JAKARTA, Indonesia, October 13 (CDN) — Two churches in the greater Jakarta area have received bomb threats.
In East Jakarta, the pastor of a Batak Protestant Christian Church (Huria Kristen Batak Protestan, or HKBP) on Bogor Street received a threatening phone call before Sunday services on Oct. 4. The church building is located near the headquarters of an elite police corps.
The unknown caller to the Rev. Abidan Simanungkalit’s cell phone said the bomb would explode during the morning worship service, the pastor told Compass.
“I was startled to receive the short message,” he said. “I immediately phoned some church leaders and then called police.”
Scores of police and bomb squad officers came to the site and combed the area for a bomb, discovering a black package in a garbage container near the front of the church building. It contained four large batteries, a small wall clock and a tin can, and after a two hours police determined that it was not a bomb.
Officers speculated that the caller was unable to construct a real bomb but wanted to publicize a threat.
Pastor Simanungkalit said congregation members were alarmed over the threat and that the morning worship was uneasy.
“They were panicky and fearful,” he said. “People kept getting up to go outside and check on things.”
The church has never had problems with anyone that would lead to such a threat, the pastor added.
“Everything has been peaceful,” he said. “The close proximity of the police headquarters seemed to guarantee peace.”
In north Bekasi in the Jakarta metropolitan area, a church leader of a Bethel Indonesia congregation received a similar threat the previous day, Oct. 3.
Jeffry Lalamentik said he received the threat on his cell phone, with the unknown caller also saying, “Your church will be bombed during morning worship.”

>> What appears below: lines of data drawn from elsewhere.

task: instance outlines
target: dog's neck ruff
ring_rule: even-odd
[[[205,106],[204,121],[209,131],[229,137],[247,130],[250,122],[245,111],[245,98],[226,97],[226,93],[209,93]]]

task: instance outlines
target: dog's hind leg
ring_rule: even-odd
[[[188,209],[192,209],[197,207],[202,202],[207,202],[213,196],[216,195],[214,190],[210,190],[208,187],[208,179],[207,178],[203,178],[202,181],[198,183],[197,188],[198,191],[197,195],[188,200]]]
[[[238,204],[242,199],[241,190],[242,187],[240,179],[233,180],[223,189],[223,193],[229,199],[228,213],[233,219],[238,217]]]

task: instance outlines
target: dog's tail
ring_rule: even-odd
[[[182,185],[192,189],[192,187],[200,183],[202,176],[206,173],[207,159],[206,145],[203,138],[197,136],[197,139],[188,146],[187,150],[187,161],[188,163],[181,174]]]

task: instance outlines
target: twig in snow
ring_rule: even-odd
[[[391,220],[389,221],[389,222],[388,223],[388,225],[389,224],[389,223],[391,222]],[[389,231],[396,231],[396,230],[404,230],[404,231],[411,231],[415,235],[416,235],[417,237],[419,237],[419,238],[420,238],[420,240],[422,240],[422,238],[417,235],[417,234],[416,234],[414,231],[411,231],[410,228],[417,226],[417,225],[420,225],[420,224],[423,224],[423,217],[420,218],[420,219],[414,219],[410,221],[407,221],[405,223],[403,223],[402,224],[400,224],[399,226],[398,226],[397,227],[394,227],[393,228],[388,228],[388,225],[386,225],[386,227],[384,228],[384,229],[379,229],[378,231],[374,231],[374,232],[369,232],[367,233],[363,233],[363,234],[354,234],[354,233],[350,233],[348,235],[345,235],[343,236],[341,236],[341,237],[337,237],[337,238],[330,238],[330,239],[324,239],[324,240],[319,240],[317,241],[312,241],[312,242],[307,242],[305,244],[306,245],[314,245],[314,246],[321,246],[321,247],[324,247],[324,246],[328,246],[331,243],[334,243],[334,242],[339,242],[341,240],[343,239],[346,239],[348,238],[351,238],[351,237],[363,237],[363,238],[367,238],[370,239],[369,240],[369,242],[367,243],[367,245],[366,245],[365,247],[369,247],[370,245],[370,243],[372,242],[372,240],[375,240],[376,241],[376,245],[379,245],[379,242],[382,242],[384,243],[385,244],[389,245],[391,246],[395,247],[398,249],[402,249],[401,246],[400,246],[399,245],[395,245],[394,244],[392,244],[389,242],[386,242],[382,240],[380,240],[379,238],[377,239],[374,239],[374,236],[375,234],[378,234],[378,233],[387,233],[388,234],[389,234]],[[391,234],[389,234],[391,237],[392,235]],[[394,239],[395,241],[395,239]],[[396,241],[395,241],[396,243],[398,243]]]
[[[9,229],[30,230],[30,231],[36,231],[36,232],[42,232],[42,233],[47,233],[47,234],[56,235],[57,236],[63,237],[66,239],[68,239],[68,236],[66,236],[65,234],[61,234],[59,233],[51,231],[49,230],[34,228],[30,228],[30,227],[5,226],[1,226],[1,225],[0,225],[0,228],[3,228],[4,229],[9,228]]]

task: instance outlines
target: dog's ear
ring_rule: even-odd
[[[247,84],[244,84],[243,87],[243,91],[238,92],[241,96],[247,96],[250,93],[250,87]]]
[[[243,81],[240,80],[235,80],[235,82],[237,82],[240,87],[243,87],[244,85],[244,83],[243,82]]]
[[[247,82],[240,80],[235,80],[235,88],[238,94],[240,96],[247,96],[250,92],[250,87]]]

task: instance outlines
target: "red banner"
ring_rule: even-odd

Upon receiving the threat, Lalamentik said, he contacted the Rev. Daniel Susanto, who quickly called police. A bomb squad arrived shortly after and made a thorough search, but they did not discover any explosive device.

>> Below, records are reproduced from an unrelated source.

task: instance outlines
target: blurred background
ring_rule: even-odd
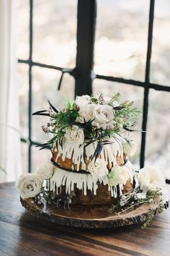
[[[29,1],[16,0],[17,57],[29,58]],[[97,0],[94,46],[94,73],[144,81],[149,0]],[[74,68],[76,54],[76,0],[34,0],[33,61],[66,68]],[[150,82],[170,85],[170,1],[156,0]],[[29,70],[26,64],[17,64],[22,137],[28,138]],[[57,91],[61,72],[32,67],[32,111],[46,106],[47,99],[58,106],[66,97],[74,98],[74,79],[64,74],[61,92]],[[120,91],[143,111],[143,88],[95,79],[93,93],[111,95]],[[45,119],[32,117],[32,140],[45,142],[40,126]],[[142,115],[138,129],[141,130]],[[170,179],[170,93],[150,90],[146,165],[163,170]],[[138,150],[131,159],[139,168],[141,132],[132,138]],[[22,169],[28,168],[28,144],[21,142]],[[32,169],[50,153],[32,146]]]

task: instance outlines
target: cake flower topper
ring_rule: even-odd
[[[125,131],[134,131],[140,113],[136,108],[132,107],[133,101],[123,100],[119,93],[112,98],[103,93],[91,97],[77,96],[72,103],[67,100],[66,108],[61,111],[48,102],[49,109],[33,114],[48,116],[50,120],[46,126],[42,127],[42,129],[45,133],[53,134],[53,138],[40,145],[40,150],[52,147],[58,140],[62,145],[63,137],[73,143],[76,141],[83,144],[84,141],[88,140],[89,145],[96,141],[97,148],[91,158],[95,161],[103,145],[111,143],[108,138],[116,135],[122,136]],[[127,152],[135,153],[135,150],[131,150],[134,149],[134,143],[131,145],[130,140],[125,138],[124,147]],[[133,155],[132,152],[130,155]]]

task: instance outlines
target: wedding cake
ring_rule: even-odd
[[[52,156],[17,181],[21,197],[69,210],[74,205],[108,205],[114,212],[147,203],[148,198],[153,202],[162,195],[165,179],[153,167],[140,170],[137,176],[129,161],[137,150],[130,134],[140,114],[133,104],[120,93],[100,93],[67,100],[64,109],[49,102],[49,109],[34,113],[50,118],[42,129],[52,138],[40,147],[50,148]]]

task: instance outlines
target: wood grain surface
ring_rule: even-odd
[[[0,184],[0,255],[170,255],[170,209],[140,226],[91,229],[32,216],[13,183]]]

Lalamentik said there was reason to take the threat seriously. In July a number of radical Islamic groups, including the Islamic Defenders’ Front (Front Pembela Islam), Iqra Echo and the Forum for Communication and Hospitality of the Musala Mosque (FKSMM) in Bekasi demanded that the church close.

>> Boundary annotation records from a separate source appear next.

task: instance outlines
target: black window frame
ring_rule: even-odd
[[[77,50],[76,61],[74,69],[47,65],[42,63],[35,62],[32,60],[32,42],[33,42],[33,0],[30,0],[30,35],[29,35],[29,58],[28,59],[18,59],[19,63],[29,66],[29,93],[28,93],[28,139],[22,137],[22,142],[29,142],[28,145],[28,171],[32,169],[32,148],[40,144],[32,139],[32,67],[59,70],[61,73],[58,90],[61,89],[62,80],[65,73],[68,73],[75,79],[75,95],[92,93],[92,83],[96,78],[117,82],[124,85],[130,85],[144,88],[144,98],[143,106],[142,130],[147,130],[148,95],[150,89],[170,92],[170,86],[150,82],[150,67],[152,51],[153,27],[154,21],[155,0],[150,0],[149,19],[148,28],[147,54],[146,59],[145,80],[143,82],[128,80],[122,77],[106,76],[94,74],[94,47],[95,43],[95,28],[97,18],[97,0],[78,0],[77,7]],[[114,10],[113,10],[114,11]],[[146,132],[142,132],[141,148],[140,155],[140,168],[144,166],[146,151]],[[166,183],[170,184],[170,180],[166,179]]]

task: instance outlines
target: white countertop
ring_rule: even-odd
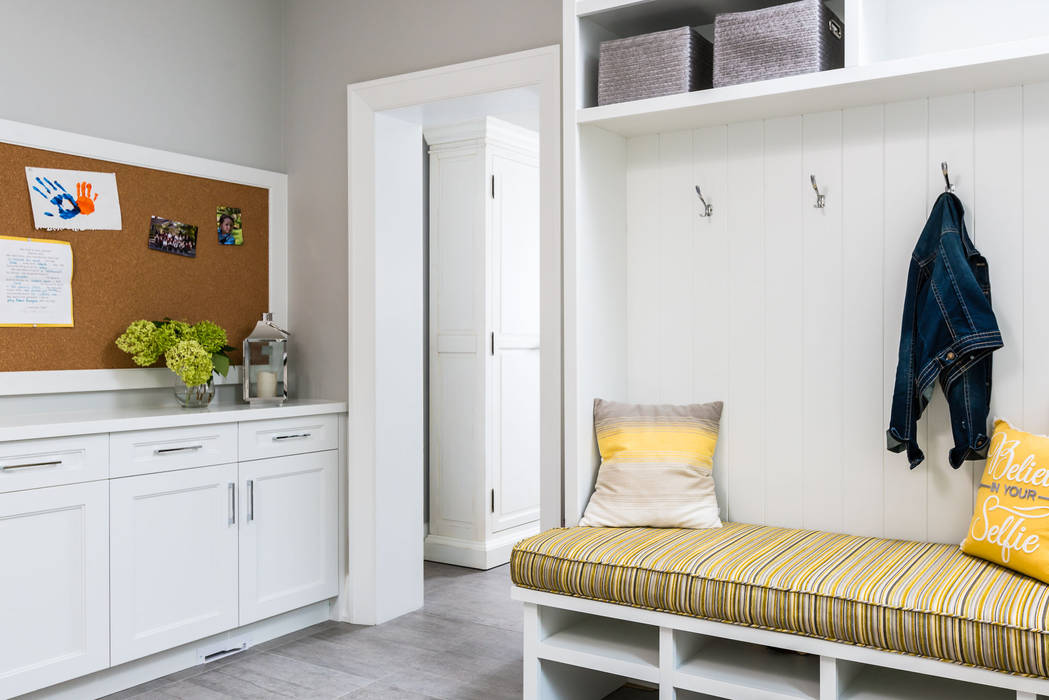
[[[342,401],[295,400],[284,402],[283,406],[252,407],[245,403],[227,403],[212,404],[207,408],[180,408],[172,399],[169,405],[148,408],[99,408],[0,416],[0,442],[344,412],[346,404]]]

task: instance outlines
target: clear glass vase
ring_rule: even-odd
[[[208,380],[207,384],[187,386],[186,382],[175,375],[175,400],[183,408],[204,408],[215,398],[215,382]]]

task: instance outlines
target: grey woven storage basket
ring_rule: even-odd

The church meets in a private home in the midst of a housing complex.
“We are putting up a permanent church building,” Lalamentik said. “Until that is finished, we are worshipping at Pastor Daniel’s home.”
Pastor Susanto said the church had secured permission for the church building from Bekasi officials in April. The Muslim organizations, he said, have opposed the church meetings at his house, where worship has taken place since 2000.
“We normally worship at my home but occasionally move to other houses,” the pastor told Compass.
A crowd of 600 protestors from Islamic organizations have demonstrated in front of Bekasi government offices demanding a halt to the Bethel Indonesia church’s worship services, he added, and they are also fighting the establishment of the congregation’s building.
Budi Santosa of the FKSMM said that the required papers for the building permit were incomplete because the recommendation from the local Interfaith Communications Forum was missing.
The Muslim groups have met with the deputy mayor of Bekasi, Mochtar Mohammad, and the assistant leader of the Bekasi City Council, Ahmad Syiakhu, as well as several other officials. Santosa said the officials are studying the Islamic organizations’ objections to both the house church worship and its building but have taken no action.